Essentra Components has worked to overcome these challenges and improve its sustainability by:
- Balancing materials innovation with product quality. For example, developing security seals that have premium characteristics, such as tensile strength, and are made with a minimum of 45% recycled polypropylene.
- Introducing recycled materials into the production process. This includes using up to 98% recycled LDPE in a selected range of products, including tapered caps and plugs, tube end plugs and tube end caps. Also, Essentra Components has increased the percentage of recycled LDPE in its core range from 40% to 50%.
- Supporting customers with their end-of-life processes. Saving 2.5 million plastic parts from going to landfill by developing sustainable components that can be broken down and reused in another manufacturing process by customer Iracroft.
- Introducing heat jackets for injection molding machines which can cut energy usage for Essentra Components by 15% globally.
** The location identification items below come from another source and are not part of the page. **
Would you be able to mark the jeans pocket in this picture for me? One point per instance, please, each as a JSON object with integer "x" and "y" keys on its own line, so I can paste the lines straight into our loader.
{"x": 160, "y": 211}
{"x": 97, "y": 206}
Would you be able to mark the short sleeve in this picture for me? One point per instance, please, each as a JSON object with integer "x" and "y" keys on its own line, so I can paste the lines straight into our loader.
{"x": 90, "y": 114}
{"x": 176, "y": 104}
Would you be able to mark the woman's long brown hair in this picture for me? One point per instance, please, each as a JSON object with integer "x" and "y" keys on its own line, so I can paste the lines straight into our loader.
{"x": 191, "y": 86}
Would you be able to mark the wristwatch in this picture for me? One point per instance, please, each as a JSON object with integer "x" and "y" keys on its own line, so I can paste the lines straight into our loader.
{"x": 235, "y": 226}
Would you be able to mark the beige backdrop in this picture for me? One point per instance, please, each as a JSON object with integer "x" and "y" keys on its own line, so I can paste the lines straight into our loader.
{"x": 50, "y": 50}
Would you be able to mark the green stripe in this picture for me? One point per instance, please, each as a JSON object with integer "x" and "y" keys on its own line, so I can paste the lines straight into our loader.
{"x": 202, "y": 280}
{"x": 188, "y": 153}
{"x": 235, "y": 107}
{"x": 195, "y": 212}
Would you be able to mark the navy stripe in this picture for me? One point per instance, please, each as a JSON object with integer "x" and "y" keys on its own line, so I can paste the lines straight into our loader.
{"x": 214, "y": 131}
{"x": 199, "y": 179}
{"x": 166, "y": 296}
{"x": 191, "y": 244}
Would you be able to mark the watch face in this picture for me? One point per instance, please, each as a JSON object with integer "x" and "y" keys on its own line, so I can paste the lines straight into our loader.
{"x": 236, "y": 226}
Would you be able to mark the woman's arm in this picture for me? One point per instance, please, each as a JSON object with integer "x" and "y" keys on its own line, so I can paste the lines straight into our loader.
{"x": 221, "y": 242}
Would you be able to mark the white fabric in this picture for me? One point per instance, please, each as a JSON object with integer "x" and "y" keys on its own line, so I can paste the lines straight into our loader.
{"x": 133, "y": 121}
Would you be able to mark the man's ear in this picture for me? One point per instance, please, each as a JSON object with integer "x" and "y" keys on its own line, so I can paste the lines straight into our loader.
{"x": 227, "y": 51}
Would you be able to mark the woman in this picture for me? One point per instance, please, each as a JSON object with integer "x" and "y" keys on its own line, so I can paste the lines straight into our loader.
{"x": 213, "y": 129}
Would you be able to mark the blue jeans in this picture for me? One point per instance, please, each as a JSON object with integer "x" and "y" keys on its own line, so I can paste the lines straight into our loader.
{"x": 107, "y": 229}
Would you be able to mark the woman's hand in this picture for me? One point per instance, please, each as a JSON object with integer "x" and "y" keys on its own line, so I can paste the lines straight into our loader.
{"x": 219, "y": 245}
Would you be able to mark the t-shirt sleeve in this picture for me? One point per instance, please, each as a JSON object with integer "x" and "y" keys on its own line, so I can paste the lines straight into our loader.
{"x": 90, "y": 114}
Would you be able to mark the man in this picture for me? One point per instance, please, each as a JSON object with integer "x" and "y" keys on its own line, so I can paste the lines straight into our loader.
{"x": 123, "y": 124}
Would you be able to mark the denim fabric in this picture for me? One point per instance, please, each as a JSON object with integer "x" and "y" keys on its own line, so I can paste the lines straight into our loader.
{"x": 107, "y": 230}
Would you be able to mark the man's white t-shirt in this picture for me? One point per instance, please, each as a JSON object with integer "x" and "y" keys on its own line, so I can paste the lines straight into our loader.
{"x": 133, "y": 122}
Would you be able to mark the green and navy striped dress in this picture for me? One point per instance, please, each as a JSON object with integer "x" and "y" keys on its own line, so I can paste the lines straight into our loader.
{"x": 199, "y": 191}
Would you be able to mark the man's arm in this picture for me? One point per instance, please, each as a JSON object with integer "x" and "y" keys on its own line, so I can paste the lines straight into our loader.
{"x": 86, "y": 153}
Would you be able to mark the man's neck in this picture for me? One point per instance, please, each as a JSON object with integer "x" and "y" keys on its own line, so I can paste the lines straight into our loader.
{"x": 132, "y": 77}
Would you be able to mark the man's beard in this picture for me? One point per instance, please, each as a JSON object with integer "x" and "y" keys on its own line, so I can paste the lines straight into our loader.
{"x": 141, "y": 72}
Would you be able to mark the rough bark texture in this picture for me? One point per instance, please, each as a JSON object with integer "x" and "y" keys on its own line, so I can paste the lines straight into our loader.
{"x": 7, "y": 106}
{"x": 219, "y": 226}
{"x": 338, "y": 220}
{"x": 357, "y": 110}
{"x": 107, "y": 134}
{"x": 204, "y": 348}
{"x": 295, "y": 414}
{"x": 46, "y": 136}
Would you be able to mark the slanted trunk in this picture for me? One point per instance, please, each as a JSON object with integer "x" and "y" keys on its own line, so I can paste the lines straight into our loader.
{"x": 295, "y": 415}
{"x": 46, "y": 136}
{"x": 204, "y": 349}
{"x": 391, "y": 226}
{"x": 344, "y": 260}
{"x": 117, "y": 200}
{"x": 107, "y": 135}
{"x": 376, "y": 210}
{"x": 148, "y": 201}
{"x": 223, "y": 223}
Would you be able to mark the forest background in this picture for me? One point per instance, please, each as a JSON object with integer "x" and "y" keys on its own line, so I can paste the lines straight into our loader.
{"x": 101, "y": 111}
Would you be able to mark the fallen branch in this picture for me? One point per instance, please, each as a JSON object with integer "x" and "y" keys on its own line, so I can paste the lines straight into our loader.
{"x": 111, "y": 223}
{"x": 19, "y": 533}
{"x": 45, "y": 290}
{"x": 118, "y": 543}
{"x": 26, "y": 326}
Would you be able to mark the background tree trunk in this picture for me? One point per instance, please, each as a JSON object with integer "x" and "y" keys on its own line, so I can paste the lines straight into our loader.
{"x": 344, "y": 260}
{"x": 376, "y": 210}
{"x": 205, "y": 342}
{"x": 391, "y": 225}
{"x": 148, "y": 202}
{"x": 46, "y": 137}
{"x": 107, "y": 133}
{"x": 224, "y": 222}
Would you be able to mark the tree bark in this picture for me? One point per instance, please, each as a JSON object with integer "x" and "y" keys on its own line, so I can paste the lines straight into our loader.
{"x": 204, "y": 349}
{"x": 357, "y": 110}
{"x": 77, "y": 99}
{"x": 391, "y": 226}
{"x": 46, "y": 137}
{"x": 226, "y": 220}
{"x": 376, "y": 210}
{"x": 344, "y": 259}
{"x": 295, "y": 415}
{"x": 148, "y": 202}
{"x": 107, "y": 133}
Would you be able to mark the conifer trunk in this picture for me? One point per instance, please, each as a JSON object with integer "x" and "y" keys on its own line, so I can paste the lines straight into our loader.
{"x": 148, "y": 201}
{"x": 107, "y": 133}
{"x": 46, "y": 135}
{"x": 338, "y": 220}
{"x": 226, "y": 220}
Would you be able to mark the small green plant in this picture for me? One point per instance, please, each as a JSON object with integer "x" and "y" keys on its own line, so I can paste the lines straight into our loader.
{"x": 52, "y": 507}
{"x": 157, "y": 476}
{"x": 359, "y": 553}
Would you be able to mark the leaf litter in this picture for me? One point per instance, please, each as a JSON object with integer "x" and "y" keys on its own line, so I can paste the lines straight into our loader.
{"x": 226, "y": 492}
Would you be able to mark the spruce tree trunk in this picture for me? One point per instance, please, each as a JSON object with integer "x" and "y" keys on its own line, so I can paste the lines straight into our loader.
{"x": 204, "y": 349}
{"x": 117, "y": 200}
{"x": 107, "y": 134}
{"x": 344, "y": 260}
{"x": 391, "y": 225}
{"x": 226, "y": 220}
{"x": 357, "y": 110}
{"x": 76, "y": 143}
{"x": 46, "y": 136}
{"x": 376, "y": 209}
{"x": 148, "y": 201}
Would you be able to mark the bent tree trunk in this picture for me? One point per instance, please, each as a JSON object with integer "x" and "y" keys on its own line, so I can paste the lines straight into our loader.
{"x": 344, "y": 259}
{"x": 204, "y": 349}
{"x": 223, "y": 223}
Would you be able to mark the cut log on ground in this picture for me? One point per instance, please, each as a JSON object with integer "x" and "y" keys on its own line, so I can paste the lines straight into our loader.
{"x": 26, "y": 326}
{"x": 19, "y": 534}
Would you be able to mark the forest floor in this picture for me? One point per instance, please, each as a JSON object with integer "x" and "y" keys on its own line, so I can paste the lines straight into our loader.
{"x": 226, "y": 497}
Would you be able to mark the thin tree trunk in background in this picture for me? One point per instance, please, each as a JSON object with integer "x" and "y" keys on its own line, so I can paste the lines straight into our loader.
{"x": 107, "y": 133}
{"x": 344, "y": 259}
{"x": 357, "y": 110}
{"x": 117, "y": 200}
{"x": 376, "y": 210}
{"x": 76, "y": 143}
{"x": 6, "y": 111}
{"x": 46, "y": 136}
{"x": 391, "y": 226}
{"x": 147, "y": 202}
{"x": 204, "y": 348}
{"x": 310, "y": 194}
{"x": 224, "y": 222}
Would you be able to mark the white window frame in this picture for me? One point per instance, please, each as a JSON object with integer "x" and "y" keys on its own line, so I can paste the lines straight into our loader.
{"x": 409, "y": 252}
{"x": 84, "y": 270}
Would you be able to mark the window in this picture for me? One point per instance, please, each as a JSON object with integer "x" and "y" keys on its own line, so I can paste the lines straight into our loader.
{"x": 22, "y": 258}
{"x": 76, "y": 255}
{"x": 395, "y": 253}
In short, by taking a comprehensive look at plastics recycling and integrating sustainability into its wider strategy, Essentra Components has managed to benefit both its business and customers.
The company has committed to making it easier for customers to achieve their own sustainability goals, through more sustainable industrial component solutions. In addition, the components manufacturer has set itself strict environmental targets, including a 25% reduction in Scope 1 and 2 emissions by 2025. This means Essentra Components can reduce its environmental impact while still delivering a hassle-free service to customers.